Friday, July 02, 2004

The Nerd, The Suit and the Fortune Teller

I am currently being entertained by the nerd (Clemens Vasters), the suit (Rafal Lukawiecki) and the fortune teller (Pat Helland) on the last day of TechEd Europe. Fortune teller is reconciling nerd and suit by promoting service orientation as the thing that will bring business and IT together. Services represent aspects of the business, that decouple concerns at the technical level in line with how they have been separated at the business level.

The question that fortune teller has not answered is HOW we will decompose the business into maximally independent aspects? What are the rules of thumb to be used when analysing the business?
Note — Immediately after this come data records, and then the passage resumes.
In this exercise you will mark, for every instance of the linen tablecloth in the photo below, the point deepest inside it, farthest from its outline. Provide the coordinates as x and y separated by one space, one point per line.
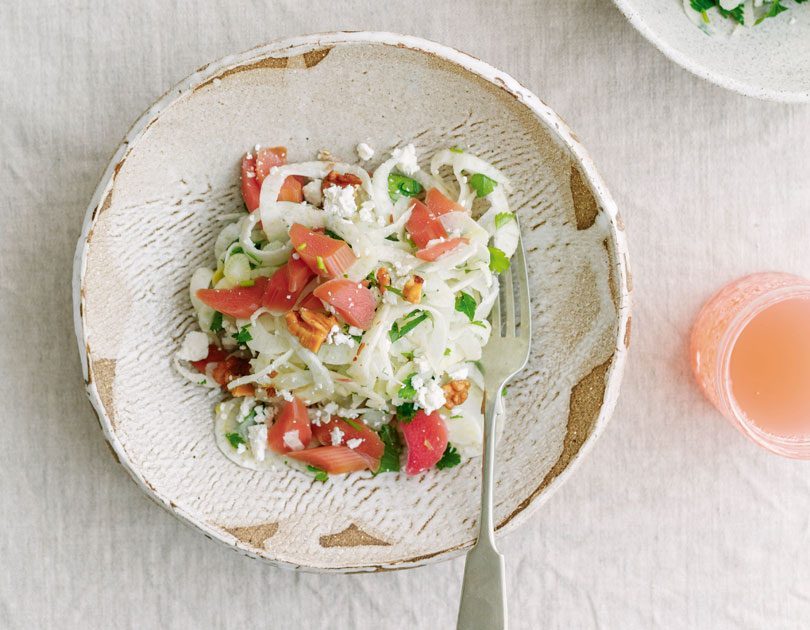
673 521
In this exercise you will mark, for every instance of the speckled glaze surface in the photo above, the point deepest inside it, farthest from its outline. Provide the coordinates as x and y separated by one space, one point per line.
160 203
768 61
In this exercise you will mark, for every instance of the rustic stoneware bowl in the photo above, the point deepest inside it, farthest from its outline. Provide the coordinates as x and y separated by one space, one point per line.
769 61
161 202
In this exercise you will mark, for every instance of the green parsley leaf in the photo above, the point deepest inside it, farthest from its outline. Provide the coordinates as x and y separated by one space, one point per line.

During this conference there are some (Steve Cook, Pat Helland) who hint to people/business actors, their commitments to each other and conversations to reach these commitments as first-order concepts needed to start understanding (and model) business and the automated services that support the business. This is very much in line with my thinking, which has strongly been influenced by DEMO.

My advise would be to first determining the roles that are played by people in a business (using communication patterns). As a next step you can define a (candidate) service for each of the identified roles. Each service performs activities that are the responsibility of the people in this role but can be delegated to software.

1 Comments:

Anonymous Anonymous said...

Hi Gerke,

I think the work you have been doing on comms patterns for identifying services is extremely important. DEMO is on my reading list because there is a serious dearth of information on how to do this. We should build an exemplar SO system using those ideas and write about it. And I can help do the evangelizing for you! :-)

One other thing that intrigues me is how comms patterns might relate to module maps? Do you have an idea?